I have this other show, called The Gentlemen, from Guy Ritchie. I play one of the richest men in the world. It’s great to play that character, Stanley Johnston, because I grew up not in poverty, but pretty, pretty close to it, and it’s stuck with me my whole life, you know? That embarrassing thing where you just can’t afford things. I can remember moments with my mother and brother of eating franks and beans out of a can. Heating the can up on the stove. That was really dire. Stanley is living in England, he’s a real history buff, and he is trying to buy the main character Eddie’s mansion. He knows everything about English history, more than some Brits. But it’s that financial freedom with which he speaks. What he says is very beautifully gracious and measured. He can tell stories. He has no worries, no cares. Actually, he does: He wants something. He’s a drug dealer from America who goes to Great Britain and wants into the marijuana business and tries to buy everybody out. But what I mean to say is he’s not in that pressure cooker where Parish lives. Playing him, in a way, healed a part of that feeling in me: that I had a hole in the knee of my pants when I grew up. My sneakers were Converse All Stars because they were cheap, and I had to wear them all through the winter because I had no boots. Now I’m getting bespoke clothing made for me to play a character. I am so privileged and lucky to be able to do a thing like that. I keep doing what I do and having these experiences as an actor that expand and eradicate some of the traumatic moments I’ve had from my past. I’m able to pretend to be more than I am.

Which brings me to a line from the show that I think relates back to all this —
“I am tired of being a passenger in my own life”?

Holy shit!
That is a powerful line for me. I’m tired of being a passenger in my life. I have ideas I want to share. I want to share more with you. I want to give more. I tell my kids and I tell my students, “If you’re just a passenger, you don’t know where you’re going and you’re never gonna get there.”

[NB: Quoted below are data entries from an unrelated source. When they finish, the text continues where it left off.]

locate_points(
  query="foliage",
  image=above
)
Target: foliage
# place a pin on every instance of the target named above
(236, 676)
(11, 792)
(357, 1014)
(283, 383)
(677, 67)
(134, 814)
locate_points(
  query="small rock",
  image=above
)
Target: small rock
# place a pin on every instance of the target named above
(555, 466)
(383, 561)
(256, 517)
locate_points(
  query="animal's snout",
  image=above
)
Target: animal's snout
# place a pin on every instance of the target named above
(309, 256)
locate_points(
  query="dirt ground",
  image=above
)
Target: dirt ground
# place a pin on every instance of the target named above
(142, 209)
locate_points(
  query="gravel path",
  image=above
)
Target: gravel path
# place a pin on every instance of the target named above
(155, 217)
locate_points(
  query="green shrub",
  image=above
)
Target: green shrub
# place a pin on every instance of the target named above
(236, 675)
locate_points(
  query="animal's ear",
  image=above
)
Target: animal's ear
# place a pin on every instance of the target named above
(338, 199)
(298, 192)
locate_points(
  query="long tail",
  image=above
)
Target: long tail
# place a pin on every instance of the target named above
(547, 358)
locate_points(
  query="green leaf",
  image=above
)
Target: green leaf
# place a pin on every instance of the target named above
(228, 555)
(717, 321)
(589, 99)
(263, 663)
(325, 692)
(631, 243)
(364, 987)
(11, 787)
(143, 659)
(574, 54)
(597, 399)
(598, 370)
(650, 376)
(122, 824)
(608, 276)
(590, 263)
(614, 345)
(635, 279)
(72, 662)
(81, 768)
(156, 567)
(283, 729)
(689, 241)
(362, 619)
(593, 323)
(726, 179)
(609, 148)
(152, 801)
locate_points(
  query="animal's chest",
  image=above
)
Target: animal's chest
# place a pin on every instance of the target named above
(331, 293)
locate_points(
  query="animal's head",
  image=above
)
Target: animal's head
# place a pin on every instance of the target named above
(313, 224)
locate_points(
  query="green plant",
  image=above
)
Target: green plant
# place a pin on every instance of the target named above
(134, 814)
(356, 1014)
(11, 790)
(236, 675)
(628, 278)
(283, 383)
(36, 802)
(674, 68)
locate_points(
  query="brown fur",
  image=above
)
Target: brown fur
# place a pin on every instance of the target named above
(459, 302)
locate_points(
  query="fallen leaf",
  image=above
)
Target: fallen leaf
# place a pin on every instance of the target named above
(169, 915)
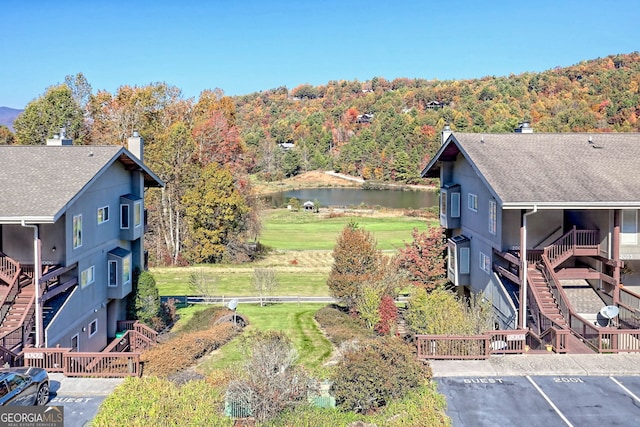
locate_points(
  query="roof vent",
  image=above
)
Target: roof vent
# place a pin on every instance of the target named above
(523, 127)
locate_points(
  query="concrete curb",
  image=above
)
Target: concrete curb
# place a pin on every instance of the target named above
(627, 364)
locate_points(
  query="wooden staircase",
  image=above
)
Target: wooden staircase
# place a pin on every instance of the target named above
(548, 304)
(19, 310)
(17, 305)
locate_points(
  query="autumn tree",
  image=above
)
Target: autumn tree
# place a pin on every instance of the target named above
(6, 136)
(356, 262)
(216, 213)
(423, 259)
(45, 116)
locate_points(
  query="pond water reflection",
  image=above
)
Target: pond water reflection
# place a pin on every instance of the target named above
(357, 197)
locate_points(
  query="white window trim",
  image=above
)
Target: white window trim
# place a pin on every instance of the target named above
(483, 263)
(493, 217)
(137, 214)
(111, 261)
(472, 202)
(89, 330)
(90, 276)
(104, 209)
(123, 216)
(455, 205)
(73, 230)
(464, 266)
(629, 237)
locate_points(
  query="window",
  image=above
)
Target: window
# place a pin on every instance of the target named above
(124, 216)
(77, 231)
(87, 276)
(126, 269)
(485, 263)
(464, 261)
(629, 230)
(443, 203)
(103, 214)
(137, 214)
(93, 327)
(113, 273)
(472, 202)
(493, 217)
(455, 205)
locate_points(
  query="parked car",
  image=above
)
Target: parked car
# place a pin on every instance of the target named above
(24, 386)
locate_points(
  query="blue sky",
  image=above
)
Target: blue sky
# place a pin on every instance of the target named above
(245, 46)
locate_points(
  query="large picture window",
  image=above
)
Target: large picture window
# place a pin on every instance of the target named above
(137, 214)
(124, 216)
(485, 262)
(113, 273)
(93, 328)
(629, 230)
(77, 231)
(87, 276)
(103, 214)
(493, 217)
(472, 202)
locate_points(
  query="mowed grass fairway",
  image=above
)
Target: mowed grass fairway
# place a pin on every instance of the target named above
(302, 245)
(303, 230)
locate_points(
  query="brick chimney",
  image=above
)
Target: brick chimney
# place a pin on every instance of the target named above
(60, 138)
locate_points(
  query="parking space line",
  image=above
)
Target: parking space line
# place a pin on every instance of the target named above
(555, 408)
(625, 389)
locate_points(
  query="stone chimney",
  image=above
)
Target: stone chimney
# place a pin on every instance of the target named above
(523, 127)
(446, 132)
(60, 138)
(135, 144)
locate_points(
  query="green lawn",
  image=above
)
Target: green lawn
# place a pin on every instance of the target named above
(234, 282)
(296, 320)
(302, 243)
(286, 230)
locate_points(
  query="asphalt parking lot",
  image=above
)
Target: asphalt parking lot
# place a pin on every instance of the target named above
(542, 401)
(80, 397)
(542, 390)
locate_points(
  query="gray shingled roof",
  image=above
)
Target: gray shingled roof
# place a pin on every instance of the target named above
(559, 169)
(37, 182)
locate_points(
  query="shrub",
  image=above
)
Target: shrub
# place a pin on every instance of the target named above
(441, 312)
(142, 402)
(270, 381)
(388, 313)
(421, 407)
(339, 326)
(184, 350)
(204, 319)
(374, 372)
(147, 303)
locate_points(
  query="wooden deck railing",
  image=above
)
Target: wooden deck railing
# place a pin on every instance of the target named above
(83, 364)
(569, 244)
(471, 346)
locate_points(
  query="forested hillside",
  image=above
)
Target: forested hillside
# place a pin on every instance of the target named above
(205, 149)
(387, 130)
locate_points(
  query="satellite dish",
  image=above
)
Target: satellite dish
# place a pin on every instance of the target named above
(609, 311)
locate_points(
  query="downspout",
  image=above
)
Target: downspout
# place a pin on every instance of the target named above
(525, 266)
(36, 279)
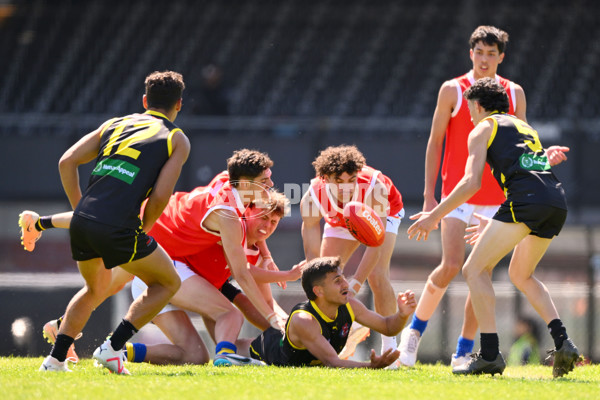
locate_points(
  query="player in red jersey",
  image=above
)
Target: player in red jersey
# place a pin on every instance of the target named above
(452, 124)
(209, 215)
(205, 291)
(343, 176)
(533, 213)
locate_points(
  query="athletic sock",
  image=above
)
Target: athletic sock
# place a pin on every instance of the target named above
(44, 223)
(464, 346)
(418, 324)
(135, 352)
(558, 332)
(225, 347)
(61, 346)
(490, 346)
(388, 342)
(122, 334)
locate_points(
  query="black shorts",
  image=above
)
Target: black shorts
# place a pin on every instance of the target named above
(115, 245)
(267, 347)
(543, 220)
(229, 291)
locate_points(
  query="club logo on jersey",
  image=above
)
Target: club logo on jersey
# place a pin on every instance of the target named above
(345, 330)
(117, 169)
(532, 162)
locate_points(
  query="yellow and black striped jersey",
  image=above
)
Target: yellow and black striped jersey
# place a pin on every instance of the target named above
(275, 348)
(520, 165)
(133, 150)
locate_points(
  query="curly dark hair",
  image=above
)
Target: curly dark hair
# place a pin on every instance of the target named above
(247, 163)
(315, 271)
(164, 89)
(489, 35)
(489, 94)
(335, 160)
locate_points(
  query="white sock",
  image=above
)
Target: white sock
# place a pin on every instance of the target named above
(388, 342)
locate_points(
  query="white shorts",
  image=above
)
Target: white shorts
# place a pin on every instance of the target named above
(138, 286)
(392, 225)
(465, 211)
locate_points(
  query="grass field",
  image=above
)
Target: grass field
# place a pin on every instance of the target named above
(20, 379)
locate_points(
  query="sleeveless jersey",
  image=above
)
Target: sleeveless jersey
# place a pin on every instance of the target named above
(366, 178)
(520, 165)
(211, 263)
(280, 351)
(179, 229)
(133, 150)
(456, 149)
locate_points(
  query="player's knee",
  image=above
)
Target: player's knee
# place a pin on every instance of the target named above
(449, 269)
(173, 284)
(517, 279)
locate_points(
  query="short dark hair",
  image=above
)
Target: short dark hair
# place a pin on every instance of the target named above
(164, 89)
(489, 35)
(247, 163)
(489, 94)
(335, 160)
(315, 271)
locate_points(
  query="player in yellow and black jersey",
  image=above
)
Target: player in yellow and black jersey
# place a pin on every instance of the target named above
(533, 213)
(138, 157)
(316, 330)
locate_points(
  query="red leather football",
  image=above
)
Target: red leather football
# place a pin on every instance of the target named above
(364, 224)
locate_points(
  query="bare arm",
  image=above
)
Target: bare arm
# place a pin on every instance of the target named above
(521, 110)
(390, 325)
(304, 331)
(311, 228)
(82, 152)
(467, 187)
(433, 155)
(165, 183)
(231, 236)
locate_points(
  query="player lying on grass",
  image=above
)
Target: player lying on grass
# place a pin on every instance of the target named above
(316, 330)
(343, 176)
(204, 276)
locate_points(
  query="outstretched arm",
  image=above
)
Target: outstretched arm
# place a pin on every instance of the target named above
(390, 325)
(262, 275)
(230, 229)
(311, 228)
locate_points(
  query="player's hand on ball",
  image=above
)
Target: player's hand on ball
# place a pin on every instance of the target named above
(425, 224)
(556, 154)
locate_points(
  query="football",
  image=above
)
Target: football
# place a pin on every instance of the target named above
(364, 224)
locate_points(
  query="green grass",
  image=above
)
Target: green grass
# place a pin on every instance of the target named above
(20, 379)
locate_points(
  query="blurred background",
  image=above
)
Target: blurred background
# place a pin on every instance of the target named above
(289, 78)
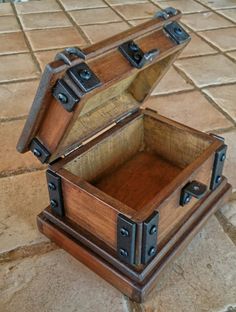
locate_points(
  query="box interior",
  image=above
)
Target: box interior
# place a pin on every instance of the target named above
(137, 161)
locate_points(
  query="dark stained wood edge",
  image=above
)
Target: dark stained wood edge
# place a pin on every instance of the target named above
(140, 273)
(136, 291)
(55, 70)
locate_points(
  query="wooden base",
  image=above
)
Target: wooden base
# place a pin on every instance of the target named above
(134, 283)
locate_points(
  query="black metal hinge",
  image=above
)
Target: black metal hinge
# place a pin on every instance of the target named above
(192, 189)
(220, 156)
(166, 13)
(176, 32)
(65, 95)
(134, 54)
(149, 243)
(126, 236)
(55, 192)
(39, 150)
(83, 77)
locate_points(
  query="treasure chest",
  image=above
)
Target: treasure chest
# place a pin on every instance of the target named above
(128, 188)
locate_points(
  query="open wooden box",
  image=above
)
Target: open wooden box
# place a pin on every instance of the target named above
(128, 188)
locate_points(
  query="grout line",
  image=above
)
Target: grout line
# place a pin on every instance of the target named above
(18, 81)
(212, 102)
(77, 27)
(26, 38)
(117, 12)
(17, 172)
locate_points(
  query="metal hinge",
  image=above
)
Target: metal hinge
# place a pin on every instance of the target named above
(176, 32)
(166, 13)
(136, 57)
(220, 156)
(126, 237)
(55, 192)
(149, 242)
(39, 150)
(65, 95)
(83, 77)
(192, 189)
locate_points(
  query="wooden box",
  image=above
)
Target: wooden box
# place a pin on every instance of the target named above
(128, 188)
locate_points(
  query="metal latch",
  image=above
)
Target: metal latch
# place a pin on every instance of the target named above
(192, 189)
(55, 192)
(218, 166)
(134, 54)
(39, 150)
(149, 243)
(84, 77)
(176, 32)
(126, 234)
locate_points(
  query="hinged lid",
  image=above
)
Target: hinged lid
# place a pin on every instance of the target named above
(83, 92)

Is that why you’ve played a lot of characters who are control freaks? The fear of what will happen if you allow yourself to be the passenger?
That’s right. But it’s not possible to control everything. You can only appear to.

How do you reconcile the fear of being the passenger and the counterinstinct to try to control everything?
By realizing that we all want to win, but showing up is the win. There is no win. There is no lose. Just showing up is enough, and acknowledging that you just did what you could today.